Vu la procédure suivante :
Procédure contentieuse antérieure :
Mme C...A...a demandé au Tribunal administratif de Paris d'annuler l'arrêté du 4 juin 2015 par lequel le préfet de police a refusé de lui délivrer un titre de séjour, lui a fait obligation de quitter le territoire français et a fixé le pays à destination duquel elle est susceptible d'être reconduite d'office passé le délai de départ volontaire qui lui a été imparti.
Par un jugement n° 1511328/2-3 du 3 décembre 2015, le Tribunal administratif de Paris a annulé cet arrêté et a enjoint au préfet de police de réexaminer la demande de
Mme A...tendant à la délivrance d'un titre de séjour sur le fondement du 11° de l'article L. 313-11 du code de l'entrée et du séjour des étrangers et du droit d'asile.

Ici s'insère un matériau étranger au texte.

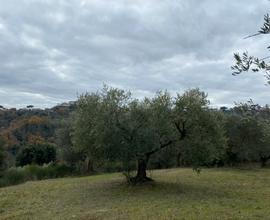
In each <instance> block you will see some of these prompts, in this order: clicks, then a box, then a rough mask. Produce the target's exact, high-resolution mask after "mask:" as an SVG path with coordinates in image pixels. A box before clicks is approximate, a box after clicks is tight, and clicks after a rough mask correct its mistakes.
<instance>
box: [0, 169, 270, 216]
mask: <svg viewBox="0 0 270 220" xmlns="http://www.w3.org/2000/svg"><path fill="white" fill-rule="evenodd" d="M151 177H152V178H154V179H155V183H153V184H149V185H144V186H135V187H133V186H127V185H126V184H125V181H124V179H123V176H122V175H121V174H105V175H97V176H90V177H81V178H63V179H54V180H44V181H34V182H27V183H24V184H22V185H17V186H11V187H6V188H1V189H0V219H203V220H204V219H233V220H234V219H245V220H247V219H252V220H253V219H270V170H267V169H263V170H260V169H257V170H236V169H235V170H231V169H204V170H203V171H202V173H201V174H200V175H198V174H196V173H195V172H193V171H192V170H191V169H170V170H161V171H154V172H152V173H151Z"/></svg>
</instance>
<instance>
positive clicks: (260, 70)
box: [231, 14, 270, 84]
mask: <svg viewBox="0 0 270 220" xmlns="http://www.w3.org/2000/svg"><path fill="white" fill-rule="evenodd" d="M269 33H270V16H269V14H266V15H265V16H264V23H263V26H262V27H261V28H260V30H259V31H258V32H257V33H255V34H252V35H249V36H247V37H245V38H250V37H255V36H260V35H268V34H269ZM267 49H270V46H269V45H268V46H267ZM269 58H270V56H267V57H262V58H259V57H256V56H250V55H249V54H248V52H244V53H243V54H241V55H240V54H239V53H235V54H234V60H235V64H234V65H233V66H232V67H231V68H232V70H233V75H238V74H240V73H243V72H247V71H249V70H251V71H253V72H259V71H264V72H265V77H266V79H267V82H268V84H270V75H269V70H270V63H269V62H268V61H267V60H268V59H269Z"/></svg>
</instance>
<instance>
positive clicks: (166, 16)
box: [0, 0, 270, 108]
mask: <svg viewBox="0 0 270 220" xmlns="http://www.w3.org/2000/svg"><path fill="white" fill-rule="evenodd" d="M269 8H270V2H269V1H268V0H257V1H254V0H237V1H236V0H234V1H233V0H230V1H228V0H218V1H217V0H147V1H146V0H110V1H108V0H0V105H4V106H6V107H17V108H20V107H24V106H26V105H29V104H33V105H35V106H36V107H42V108H43V107H51V106H53V105H56V104H57V103H61V102H65V101H69V100H75V99H76V97H77V96H78V94H80V93H83V92H86V91H89V92H91V91H95V90H97V89H99V88H101V87H102V84H103V83H106V84H108V85H110V86H114V87H119V88H123V89H128V90H131V91H132V92H133V94H134V96H136V97H143V96H151V95H153V94H154V93H155V92H156V91H157V90H159V89H167V90H169V91H171V92H172V93H175V92H180V93H181V92H183V91H184V90H186V89H189V88H194V87H199V88H200V89H202V90H204V91H205V92H207V93H208V95H209V99H210V100H211V103H212V104H213V105H214V106H222V105H232V104H233V103H234V102H235V101H237V102H239V101H247V100H248V99H250V98H252V99H253V100H254V102H256V103H259V104H266V103H270V86H266V85H265V82H266V80H265V79H264V77H263V76H262V75H260V74H255V73H246V74H243V75H240V76H237V77H234V76H232V75H231V70H230V66H231V65H232V64H233V58H232V57H233V53H234V52H236V51H239V52H241V51H245V50H249V51H250V52H251V53H253V54H255V55H259V56H265V55H267V50H266V49H265V47H266V46H268V44H267V40H268V39H267V36H259V37H256V38H250V39H247V40H243V37H245V36H246V35H248V34H252V33H255V32H256V31H257V30H258V29H259V28H260V26H261V24H262V22H263V15H264V14H265V13H267V12H269Z"/></svg>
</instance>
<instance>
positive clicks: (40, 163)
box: [16, 144, 56, 166]
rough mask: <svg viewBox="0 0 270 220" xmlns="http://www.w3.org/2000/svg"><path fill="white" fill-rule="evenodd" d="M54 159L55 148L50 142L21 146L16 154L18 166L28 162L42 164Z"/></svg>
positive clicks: (41, 164)
mask: <svg viewBox="0 0 270 220" xmlns="http://www.w3.org/2000/svg"><path fill="white" fill-rule="evenodd" d="M55 160H56V150H55V147H54V146H53V145H50V144H38V145H30V146H26V147H25V148H23V149H22V150H21V151H20V152H19V153H18V155H17V157H16V161H17V165H18V166H25V165H28V164H38V165H43V164H47V163H50V162H54V161H55Z"/></svg>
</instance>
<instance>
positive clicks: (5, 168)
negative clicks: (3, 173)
mask: <svg viewBox="0 0 270 220" xmlns="http://www.w3.org/2000/svg"><path fill="white" fill-rule="evenodd" d="M5 169H6V152H5V148H4V141H3V140H2V139H0V174H1V172H2V171H4V170H5Z"/></svg>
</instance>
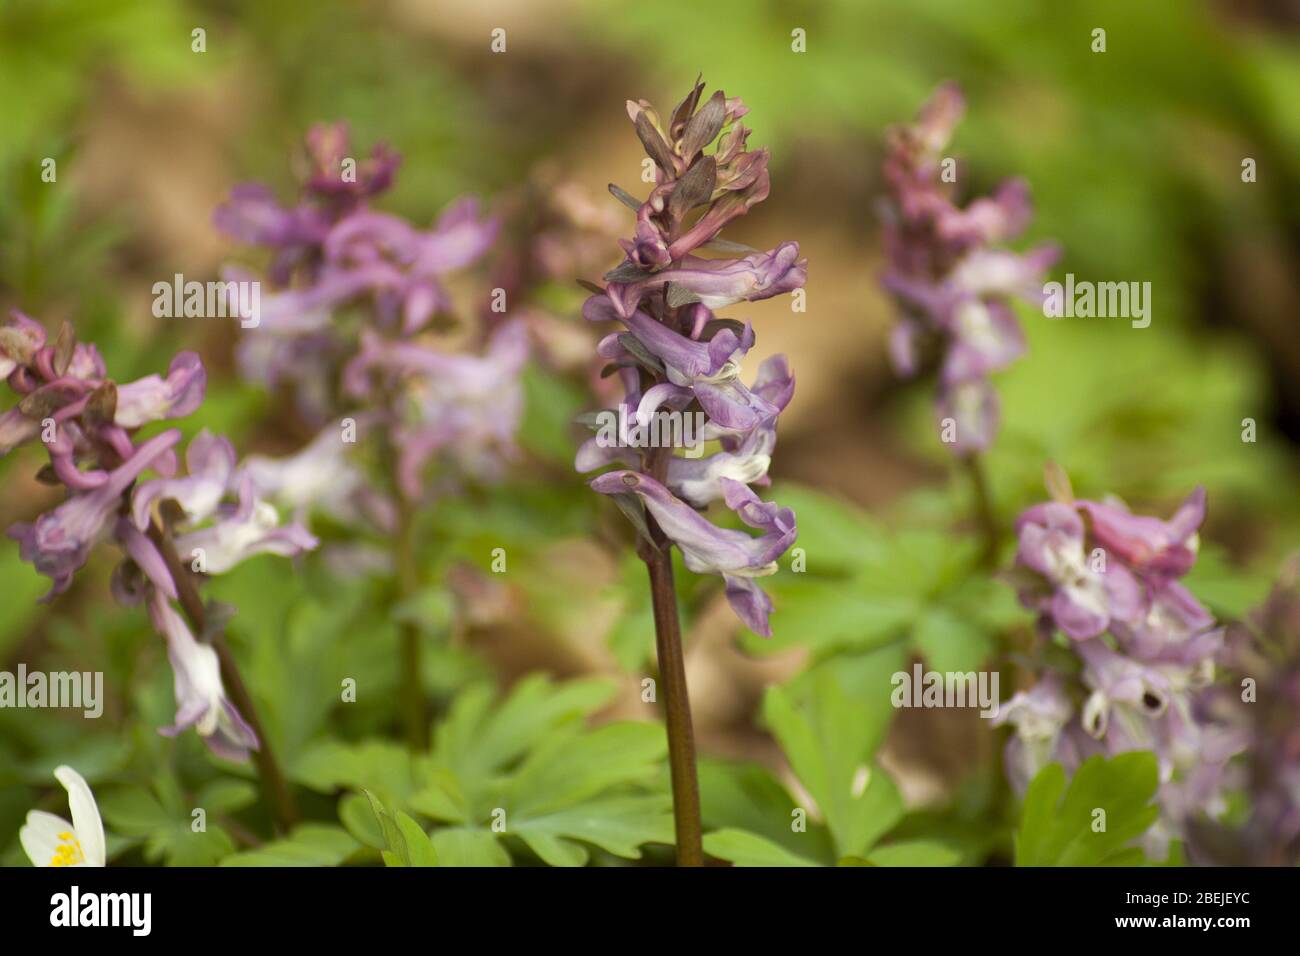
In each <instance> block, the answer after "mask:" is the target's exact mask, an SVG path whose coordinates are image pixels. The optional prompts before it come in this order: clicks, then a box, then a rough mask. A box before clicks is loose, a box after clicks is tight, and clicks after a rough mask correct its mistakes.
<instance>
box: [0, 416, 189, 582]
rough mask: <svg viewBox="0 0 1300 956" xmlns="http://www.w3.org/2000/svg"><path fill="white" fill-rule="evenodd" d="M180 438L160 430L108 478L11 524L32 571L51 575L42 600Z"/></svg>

Procédure devant la Cour :
Par une requête enregistrée le 8 janvier 2016, le préfet de police demande à la Cour :
1°) d'annuler le jugement n° 1511328/2-3 du 3 décembre 2015 du Tribunal administratif de Paris ;
2°) de rejeter la demande présentée par Mme A...devant ce tribunal.
Il soutient que :
- les premiers juges ont dénaturé les pièces du dossier soumis à leur examen ;
- les pièces produites par la requérante à l'appui de ses conclusions de première instance sont postérieures à l'arrêté attaqué ; elles ne sont pas susceptibles de remettre en cause l'avis émis par le médecin chef de la préfecture de police ;
- il n'a pas méconnu les dispositions du 11° de l'article L. 313-11 du code de l'entrée et du séjour des étrangers et du droit d'asile ;
- aucun des autres moyens invoqués devant le tribunal n'était fondé.
Par un mémoire en défense enregistré le 14 avril 2016, MmeA..., représentée par MeB..., conclut au rejet de la requête et à ce qu'il soit enjoint au préfet de police de réexaminer sa situation.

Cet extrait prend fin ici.